We’re still doing a weekly Nature Study together because it’s important to me, but this year I decided to have London take biology and Bergen and Mosely (7th and 8th graders) are trying a new to me science curriculum called Science in the Age of Reason and I was swayed right in the direction of Timberdoodle’s elementary science offering of a special book series called Dr. Bonyfide.
The Dr. Bonyfide series has four books, designed to do one book per grade, beginning in the third grade.
Otto is in the third grade and Piper is in the fourth grade and they are both doing this science together. The book is designed to be used as a workbook that the student can write in but I have found it to be no problem at all to have the kids both write any answers in their own notebooks and to leave the workbook blank since they are sharing one book together.
The books progress through various bones of the body, the first one focusing on the bones in the hand, arm and shoulder. The second book, targeted at fourth graders, covers the foot, leg and pelvis. The third book – for fifth grade – moves on to the ribcage and the spine. The sixth grade book, book number four, wraps up with a study of the head, face and neck.
The book is written as if a “doctor” is teaching your student and his name is, of course, Dr. Bonyfide. The entire text of the books are written in a rhyming pattern. The students are given x-ray glasses, there are two pair, and certain pages have designs and information that can only be seen and read while wearing the x-ray glasses, thus giving your students “x-ray” vision.
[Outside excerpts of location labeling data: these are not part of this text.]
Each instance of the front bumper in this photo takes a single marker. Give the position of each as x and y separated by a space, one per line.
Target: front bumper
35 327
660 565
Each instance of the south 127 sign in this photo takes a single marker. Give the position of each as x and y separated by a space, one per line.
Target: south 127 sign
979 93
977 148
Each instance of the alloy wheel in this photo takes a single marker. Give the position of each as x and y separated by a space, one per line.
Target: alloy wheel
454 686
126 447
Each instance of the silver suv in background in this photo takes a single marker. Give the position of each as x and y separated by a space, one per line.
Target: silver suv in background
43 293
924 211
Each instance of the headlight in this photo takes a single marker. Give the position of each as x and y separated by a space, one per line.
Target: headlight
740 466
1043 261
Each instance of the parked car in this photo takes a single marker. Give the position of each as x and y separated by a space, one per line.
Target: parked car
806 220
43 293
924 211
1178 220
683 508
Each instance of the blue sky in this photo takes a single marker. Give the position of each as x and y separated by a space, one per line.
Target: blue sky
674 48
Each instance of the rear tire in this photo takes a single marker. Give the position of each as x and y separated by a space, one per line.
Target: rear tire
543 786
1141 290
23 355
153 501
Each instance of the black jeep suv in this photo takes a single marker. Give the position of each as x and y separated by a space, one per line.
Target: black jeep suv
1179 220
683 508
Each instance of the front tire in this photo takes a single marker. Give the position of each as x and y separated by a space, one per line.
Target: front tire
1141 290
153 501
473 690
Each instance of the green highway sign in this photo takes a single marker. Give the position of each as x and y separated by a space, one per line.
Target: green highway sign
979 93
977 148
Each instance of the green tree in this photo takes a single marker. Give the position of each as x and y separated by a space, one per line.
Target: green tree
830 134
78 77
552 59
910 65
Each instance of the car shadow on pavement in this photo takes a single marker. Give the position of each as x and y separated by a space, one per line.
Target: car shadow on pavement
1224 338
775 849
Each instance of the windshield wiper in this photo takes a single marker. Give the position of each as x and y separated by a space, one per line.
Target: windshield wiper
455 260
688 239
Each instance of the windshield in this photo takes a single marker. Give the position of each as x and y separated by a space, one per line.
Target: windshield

My two kids adore the x-ray glasses gimmick and are still quite enthusiastic to pull out the glasses when they are called for, even when the reward is a corny little science joke. They always laugh or groan and hold their glasses, anxiously waiting to use them again.
The book gives the scientific names of the bones and the students are working on memorizing and identifying all the bones named properly and – let me tell you – that is hard. Proximal, carpal, phalange, metacarpal, scaphoid, hamate and tricky words like that – for third and fourth graders. Truthfully, I had my doubts as we waded through the words and read the rhymes together and I have been tempted to not have Piper and Otto memorize these bone names. But each lesson I have been surprised at their desire to recite all the names to me, to hold up their hands and identify proximal and distal bones and to learn their correct spelling that I just keep moving along, page by page.
We have been taking it slowly. Repetition and clever mnemonics are built into the reading and they do actually seem to be working. There is no teacher’s guide or manual and nothing that really says “Read this much each day” or anything like that. (Unless I have missed that entire bit. And hey, I have missed things before.) But we have just been reading a few pages each day, reviewing as we go and making steady and sure progress. I’ve been impressed at how the kids are recalling big words and hard information. The rhymes and the pace do seem to really help.
I think my plan is to do two of the books this year – the third and the fourth grade books – since I have a student in each grade. As long as Otto can continue to keep up, I think we’ll keep trekking along.
I still struggle a little to decide whether I think my third grader actually needs to know each of the tiny bones near the wrist (and I seriously had no idea we had so many tiny important bones working so hard down there) but they both seem steadily interested and enjoying the progress and the pace, so I’ll put aside my thoughts and not allow those to hold them back as they learn.
I also think these serve as great, clear and straightforward reference books for my older students when they need to identify and memorize various bones.